We made our way to Vancouver’s Orpheum Theatre, known by some as the Grand Old Lady of Granville. Now home to the Vancouver Symphony Orchestra as well as the city’s Bach Choir, Cantata Singers and Chamber Choir, the Orpheum opened in November 1927. Vaudeville acts were dominant, but the first full length talkie, The Jazz Singer, also played here shortly after the building opened.
This beauty reflects the work of Glasgow-born architect Benjamin Marcus Priteca, who trained in Edinburgh before relocating not far from the Canada-US border, in Seattle. He found success at an early age, designing all the Pantages theatres and a total of 150 theatres for four chains.
Vancouverites who grew up here in the 60s will remember the theatre for movies but, before those days, the Orpheum showcased such diverse acts as Charlie Chaplin, the Marx Brothers, a young Frank Sinatra and more. These days, its doors are open to events almost two days out of every three.
The theatre is a Canadian National Heritage Site and, last night, a great place to wind down the work week with blues legend Buddy Guy on stage. … and in the audience, as it turned out.
The Chicago musician, who started life in rural Lettsworth, Louisiana, had the crowd from the moment he stepped on stage. When he stepped down from that stage and sang his way through first one orchestra aisle and then the balcony, with his musicians holding down the fort, he cinched the deal. Most of us in the audience were on our feet hoping to catch an even closer glimpse and, with music this good, it was even better being on your feet.

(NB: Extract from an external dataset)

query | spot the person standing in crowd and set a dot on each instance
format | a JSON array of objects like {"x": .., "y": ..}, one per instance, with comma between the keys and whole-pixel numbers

Quinn Sullivan, all of 16 years young, was to have been Buddy Guy’s opening act last night; the two met when Sullivan went backstage at age eight to ask his hero (and now mentor) to sign his guitar. Sullivan was unable to make it, though, so the popular Missouri -born local Jim Byrnes did the honours. The only quibbles to be had with the night were the times Guy took away from singing to talking to and shutting down an overly enthusiastic audience member, and wishing that the almost-octogenarian’s set list had included even more of his blues.
On another note: Kudos to the front row photographer who had the grace to take the pick Buddy Guy tossed his way (he sent a few flying to audience members) and walk it back to an audience member in the back row of the orchestra, a music lover who’d enjoyed the evening from a wheelchair.